Fracking not as safe as claimed

Keelia Moeller

The United States has employed numerous means to harvest natural gases from the earth. Until recently, fracking may have been the most overlooked.

Hydraulic fracturing, also known as fracking, is the process of drilling into the earth and directing a highly pressurized water stream at rocks. This allows natural gas to flow freely. However, this new procedure isn’t as revolutionary as it may seem.

Fracking itself requires enormous amounts of water, representing a heavy cost to the environment. There are also immense amounts of carcinogenic chemicals used that could potentially contaminate surrounding groundwater.

A recent study conducted by researchers at Duke University has linked fracking to groundwater contamination because of poor construction of wells in conjunction with fracking occurring near these particular wells. The emission of methane alone is bad, but the chemical’s appearance in tap water is enough to make people avoid drinking from the tap.

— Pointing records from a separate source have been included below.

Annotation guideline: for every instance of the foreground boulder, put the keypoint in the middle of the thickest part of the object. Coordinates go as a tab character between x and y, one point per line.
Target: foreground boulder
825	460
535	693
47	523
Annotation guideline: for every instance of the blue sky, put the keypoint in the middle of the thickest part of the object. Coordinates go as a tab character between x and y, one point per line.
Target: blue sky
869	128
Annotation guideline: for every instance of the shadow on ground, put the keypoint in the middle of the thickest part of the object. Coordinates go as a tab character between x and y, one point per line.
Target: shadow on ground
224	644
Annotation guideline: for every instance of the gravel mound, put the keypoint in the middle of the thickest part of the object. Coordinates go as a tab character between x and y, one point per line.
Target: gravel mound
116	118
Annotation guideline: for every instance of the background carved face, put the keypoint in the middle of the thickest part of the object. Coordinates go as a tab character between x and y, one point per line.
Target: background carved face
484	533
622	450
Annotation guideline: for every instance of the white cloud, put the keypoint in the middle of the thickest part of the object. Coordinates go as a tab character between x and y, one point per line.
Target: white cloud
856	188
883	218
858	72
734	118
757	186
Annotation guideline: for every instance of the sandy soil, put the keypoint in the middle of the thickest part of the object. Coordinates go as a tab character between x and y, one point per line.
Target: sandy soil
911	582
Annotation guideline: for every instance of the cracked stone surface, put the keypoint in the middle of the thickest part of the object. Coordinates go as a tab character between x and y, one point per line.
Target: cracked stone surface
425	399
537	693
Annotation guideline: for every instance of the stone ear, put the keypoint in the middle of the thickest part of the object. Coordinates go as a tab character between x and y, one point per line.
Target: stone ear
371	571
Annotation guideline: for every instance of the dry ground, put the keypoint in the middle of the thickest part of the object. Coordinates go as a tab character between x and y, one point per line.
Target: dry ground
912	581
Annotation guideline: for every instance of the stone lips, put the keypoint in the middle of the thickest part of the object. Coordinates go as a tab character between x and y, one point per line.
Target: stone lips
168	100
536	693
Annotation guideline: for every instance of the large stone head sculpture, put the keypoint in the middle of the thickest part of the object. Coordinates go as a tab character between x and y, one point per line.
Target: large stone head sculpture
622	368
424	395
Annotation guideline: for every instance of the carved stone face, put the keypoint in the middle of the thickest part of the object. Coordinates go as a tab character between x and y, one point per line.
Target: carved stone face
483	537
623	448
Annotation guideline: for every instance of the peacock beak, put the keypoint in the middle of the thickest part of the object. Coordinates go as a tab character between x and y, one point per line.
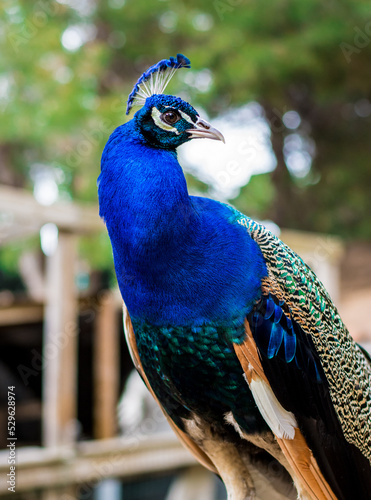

Additionally, companies leave waste products in the ground, simply because they can’t think to put it anywhere else.

Responding to the environmental dangers of fracking, Connecticut recently passed a bill that prohibits the storage or disposal of fracking waste. In August, Colorado Gov. John Hickenlooper settled a deal that agreed to remove controversial anti-fracking legislation from November’s ballot. In exchange for this concession, the state will form a committee to investigate fracking’s effects on local communities.

Minnesota has been at the forefront of this controversy, with Gov. Mark Dayton having passed a law regulating sand mining, which is used in the fracking process. We need to consider the negative aspects of continuing to exploit natural resources and accept the fact that we must adopt alternative energies as our primary energy source.